The Zion Park Scenic Byway (SR-9), is the road in and through Zion National Park, which never closes, except when we arrived because of a huge rock landslide. RV’s and buses must only travel this road when escorts are present due to the two tunnels and six tight switchbacks. Finally the road opened and we were able to drive the scenic byway up Pine Creek Canyon and through the tunnels. After the tunnel the highway continues through impressive scenery, past the Canyon Overlook and the unique Zion landmark, Checkerboard Mesa. The 25-mile long Zion-Mount Carmel Highway was built from 1927 to 1930 to connect Zion, Bryce Canyon and the Grand Canyon, at a cost of $1,896,000. The tunnel by itself cost $503,000, and today they are a National Historic Civil Engineering Landmarks.
We arrived at the Zion Mountain Ranch, an authentic western lodge and a unique home of a roaming herd of buffalo, around 4 o’clock, too early for dinner. We made reservations for later and continued up the highway to see spectacular fall colors and to visit Cedar Breaks National Monument, a miniature Bryce Canyon.

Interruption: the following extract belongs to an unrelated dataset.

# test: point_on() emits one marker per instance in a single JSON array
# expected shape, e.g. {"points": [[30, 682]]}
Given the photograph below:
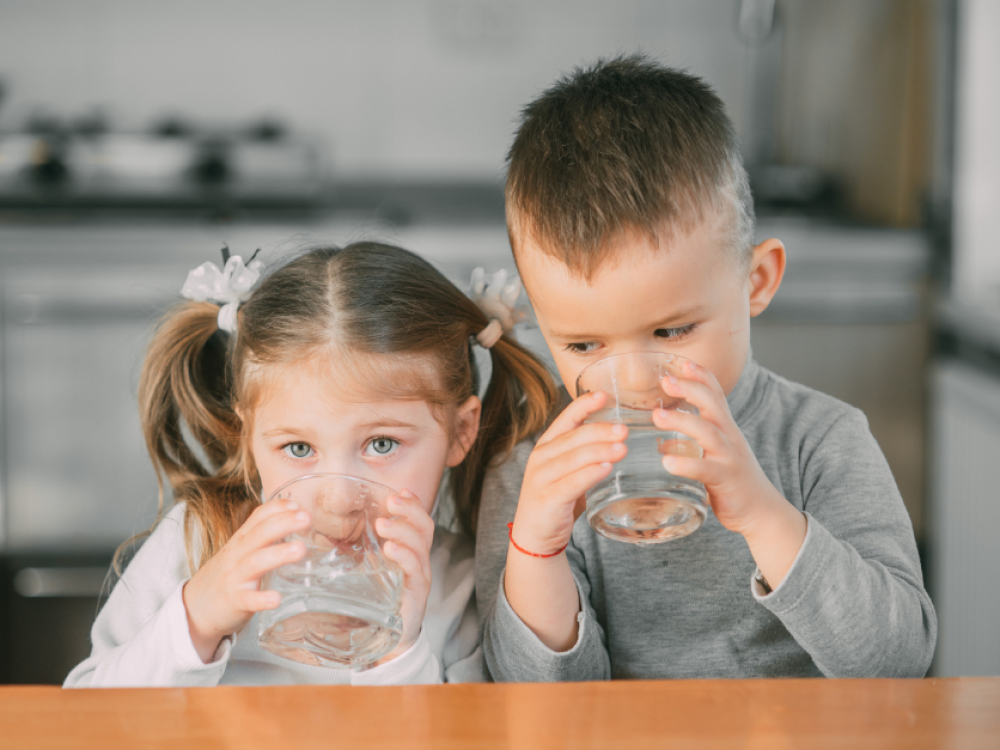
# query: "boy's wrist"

We were amazed at the brilliant colors of the Dixie National Forest surrounding Cedar Breaks providing lush alpine meadows clustered with ponderosa pines and quaking aspens as we drove along the road. Click on thumbnail to view images
We were even more surprised by the beauty and colors of Cedar Breaks, the “Circle of Painted Cliffs”, a natural amphitheater, stretching across 3 miles, with a depth of over 2,000 feet, and the elevation at the rim is over 10,000 feet, with stone spires, columns, arches, pinnacles, and intricate canyons in varying shades of red, yellow and purple. Cedar Breaks National Monument was established in 1933, and is well worth the visit. We left here and drove back to the Zion Mountain Ranch to have dinner at The Buffalo Grill, their on-site restaurant, with a cozy western atmosphere. Dinner was fabulous, a place to come back to and experience again.